Bay West will waste time and money: maritime expert

MTI boss Galbraith presents the case against alternative to Hastings as Melbourne’s second container port

 

Melbourne port risks going the way of London’s, New York’s and Amsterdam’s if it fails to adjust in time to container shipping trends, a maritime industries expert warns.

With fewer but bigger container shipping lines looking at focusing calls of larger ships to one hub port per southern hemisphere country, avoidable delay will leave Melbourne exposed to developments, Maritime Trade Intelligence (MTI) managing director and industry consultant Sandy Galbraith has told a lobbying organisation gathering.

In the latest addition to the second port debate in the city, Galbraith uses the three cities as examples of where changing shipping industry needs led to irreversible declines of major ports and notes the trend is already underway in New Zealand, Africa and South America.

While acknowledging the Hastings option has its own issues, he is no fan of the ALP-supported Bay West concept, saying it was “never envisaged as a container port”.

“At least five years ago, I was involved in early discussions on the concept and can reveal that it was conceived as a replacement port for Geelong, not Melbourne, and was to be located at Point Wilson at the mouth of Corio Bay, very close to the existing Geelong shipping channel,” he says.

Bay West would need dredging of 66-84 million cubic metres of sand and rock or 3-4 times that of the channel deepening project of 2008-09, which came in at nearly $1 billion.

It will likely need more work done on the Port Phillip Heads channel and this could conceivably result in a 15cm rise in water levels within the Port Phillip Bay.

Galbraith’s comments come as ALP ports spokeswoman Natalie Hutchins says a Labor government would undertake “a comprehensive and transparent cost benefit analysis … to test how Bay West stands up against other possible sites, including Hastings”.

“Residents of Melbourne’s south east are rightly concerned about the prospect of freight trains running frequently through our suburbs and upwards of 20,000 additional trucks on our local roads,” Hutchins says.

“Hastings requires substantial investment in road and rail funding to get goods in and out, and without that additional investment the Nepean Highway and Dandenong Rail corridor will be flooded with trucks and trains 24 hours a day.”

Rather than set Infrastructure Victoria to a drawn-out task of examining Bay West when speed is crucial, Galbraith urges the ALP, if it wins office in this year’s election, to accelerate the Hastings option.

“There is an urgency here that I don’t think government yet realises,” he says.

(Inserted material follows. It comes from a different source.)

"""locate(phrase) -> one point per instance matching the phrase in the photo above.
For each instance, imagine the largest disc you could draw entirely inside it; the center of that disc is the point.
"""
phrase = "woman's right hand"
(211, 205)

“In terms of retaining direct international calls from some container trades – notably, the key one, North Asia – it may already be too late.”

On rail, he points to the advantages of shipping to take any burden that rail freight is unable to shoulder.

This would be through a container shuttle shipping service to Melbourne, as occurs successfully elsewhere in the world.

“These vessels would provide the economies of scale to, on a single voyage, take the equivalent of many, many trainloads of containers,” he adds.

“And let’s not ignore the fact that ships represent an environmentally better solution that will neither impact on your sleep nor your ability to catch the train on time to work in the morning.”